Thursday, December 23, 2021

Review - TSA Publishes 60-day ICR Renewal Notice for Surface Cybersecurity

Today the TSA published a 60-day information collection request (ICR) notice in the Federal Register (86 FR 72988-72990) for “Cybersecurity Measures for Surface Modes” (1652-0074). This is the mandated follow-up ICR renewal for the emergency approval for the ICR provide by the OMB’s Office of Information and Regulatory Affairs (OIRA) on November 30th, 2021.
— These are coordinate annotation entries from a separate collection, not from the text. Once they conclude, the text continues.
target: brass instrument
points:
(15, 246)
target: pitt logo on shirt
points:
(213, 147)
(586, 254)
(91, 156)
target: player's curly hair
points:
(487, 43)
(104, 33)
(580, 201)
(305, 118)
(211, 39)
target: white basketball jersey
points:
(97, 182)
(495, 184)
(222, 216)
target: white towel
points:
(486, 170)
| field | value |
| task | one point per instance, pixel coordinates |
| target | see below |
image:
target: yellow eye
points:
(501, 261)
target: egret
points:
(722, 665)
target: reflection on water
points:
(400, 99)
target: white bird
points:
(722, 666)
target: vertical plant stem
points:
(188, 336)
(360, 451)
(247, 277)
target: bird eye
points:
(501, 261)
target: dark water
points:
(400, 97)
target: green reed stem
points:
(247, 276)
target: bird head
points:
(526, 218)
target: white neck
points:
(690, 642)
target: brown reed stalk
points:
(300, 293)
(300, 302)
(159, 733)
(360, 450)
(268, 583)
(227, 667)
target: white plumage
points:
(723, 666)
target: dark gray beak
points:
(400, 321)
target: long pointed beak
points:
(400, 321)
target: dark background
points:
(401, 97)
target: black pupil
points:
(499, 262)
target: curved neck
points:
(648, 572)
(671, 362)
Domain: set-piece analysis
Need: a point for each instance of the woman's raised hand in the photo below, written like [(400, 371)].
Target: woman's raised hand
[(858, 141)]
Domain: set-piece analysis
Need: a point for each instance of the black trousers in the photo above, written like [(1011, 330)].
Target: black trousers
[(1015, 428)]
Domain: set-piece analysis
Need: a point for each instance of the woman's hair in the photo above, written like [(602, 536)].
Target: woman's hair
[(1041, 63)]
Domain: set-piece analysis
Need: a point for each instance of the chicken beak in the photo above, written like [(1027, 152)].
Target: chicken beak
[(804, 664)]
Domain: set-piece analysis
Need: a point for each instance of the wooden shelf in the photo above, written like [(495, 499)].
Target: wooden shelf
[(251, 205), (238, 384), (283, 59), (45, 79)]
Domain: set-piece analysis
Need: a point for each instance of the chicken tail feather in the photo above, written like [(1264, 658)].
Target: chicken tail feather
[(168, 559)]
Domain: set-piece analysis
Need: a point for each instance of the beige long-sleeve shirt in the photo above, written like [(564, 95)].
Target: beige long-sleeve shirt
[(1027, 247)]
Cybersecurity Security Directives

This ICR supports two cybersecurity related Security Directives and an Information Circular issued by the TSA earlier this month:

SD-1580-21-01 – Enhancing Rail Cybersecurity, and

SD-1582-21-01 – Enhancing Public Transportation and Passenger Railroad Cybersecurity, and

Surface-IC-2021-01 – Enhancing Surface Transportation Cybersecurity

The IC is a set of voluntary recommendations made by the TSA for surface transportation organizations not covered by the two Security Directives.

Burden Estimate

The Notice provides a generic burden estimate of 781 respondents and a total of 96,163 burden hours. The support document submitted last month by the TSA to OIRA for the emergency ICR appoval included the burden estimates shown in the table below. Since the total numbers are the same, I would expect that they reflect the current burden estimate.

 

Responses

Hours

Burden

Designate a Cybersecurity Coordinator

831

1

831

Report cybersecurity incidents to CISA

50

1

50

Develop a cybersecurity incident response plan

781

80

62,480

Complete a cybersecurity vulnerability assessment

781

42

32,802

Total

2,443

 

96,163

TSA will be providing a form for the completion of the vulnerability assessment. That form will be based upon the NIST Cybersecurity Framework. The Notice does not provide a link to the form. Normally, I would expect such a form to be included in the Notice docket on www.Regulations.gov, but TSA is not using that service and does not provide a docket number for this notice to be used on that site. The TSA’s Surface Transportation Cybersecurity Toolkit web site does not include a copy of the vulnerability assessment form.

Public Comments

TSA is soliciting public comments on this ICR. Comments may be emailed to TSA (TSAPRA@tsa.dhs.gov). Comments should be submitted by February 22nd, 2022.

Commentary

Since this is essentially a new information collection, neither the TSA nor the affected parties have any direct history upon which to base an evaluation of the burden estimate provided by TSA. TSA has made their best guess of the burden. Unfortunately, without a copy of the form that TSA is requiring organizations to use for the vulnerability assessment, most organizations will some difficulty providing realistic feedback on the time necessary to complete the assessment.